"Another Two Years of Wondering...Do I Even Have Endo?": What It Cost Me
By Dannielle Stewart
Endometriosis is expensive. Receiving a diagnosis, managing our condition, taking time off work, cancelling plans, trying a new treatment, another surgery - they cost us, and not just financially. We don’t talk about these costs - in the same way we’re taught to speak in hushed tones about our periods, we’re told it’s not polite to talk about money. But we need to. This month, for Endometriosis Awareness Month, QENDO is shining a light on all the things endo has cost our community - both the tangible and intangible costs. Join us this month in asking: why, in 2021, does it cost so much to be diagnosed with, and manage, a disease that affects 1 in 10? To kick off QENDO March, our support coordinator Dannielle tells the story of her endometriosis diagnosis, and how the financial cost was both a major barrier to diagnosis and added almost two years to her diagnostic delay.
Moments.
Endometriosis, and adenomyosis, have cost me a great deal of money, both my own and my parents’, but the cost that I find harder to tangibly grasp and yet has had no less an impact, are the moments that are now forever tinged with some experience of pain.

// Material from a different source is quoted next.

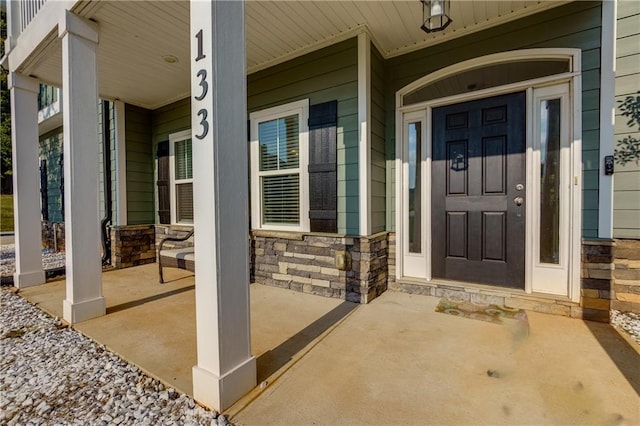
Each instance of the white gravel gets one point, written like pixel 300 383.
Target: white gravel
pixel 52 374
pixel 629 322
pixel 50 259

There’s high school, memories mixed with the laughter of my friends, the relief of completing yet another exam that brought us closer to the end, and the teachers I still admire to this day; these are the moments that remain sharpest in my memories. You see the first time I felt the now all too familiar pain that would be diagnosed as endometriosis, I was fifteen, and I can remember everything about that moment. It’s a moment that should have been happy, I’d received an A on a biology assignment that I had worked really hard on, and my teacher had given me the kind of praise any introverted teenager craves. It’s a moment that was co-opted by the deep, intense cramp, as though my internal organs were a damp flannel that someone was wringing out, that was so severe that I stopped in the middle of school. I remember it was a day full of bright, wintery sunshine; I remember where I was standing, between the science block and J block; I remember how quickly I walked to my classroom in J block so that I could sit on the floor in a ball where no one could see me. I also remember so clearly the subtle feeling of resignation I felt, something inside me that said this pain was not some temporary, unexplained blip. I had experienced some silent transition. No, I thought, this pain was forever.
Endometriosis has cost me moments, because there are now things that I remember with such clarity simply because they are associated with my pain. It’s not unsurprising, when I first saw a psychologist at sixteen for my disordered eating and anxiety, one of the first things she taught me was how to slow down a panic attack by picking five things around you and describing them in specific detail. I’ve done it in the midst of a panic attack, to prevent one, or any time I’ve been in a situation that provokes anxiety. Pain is most certainly an anxiety provoking event. As such, when I’m in severe pain I am acutely aware of my surroundings, and before being diagnosed, it felt as though more and more moments were filled with pain.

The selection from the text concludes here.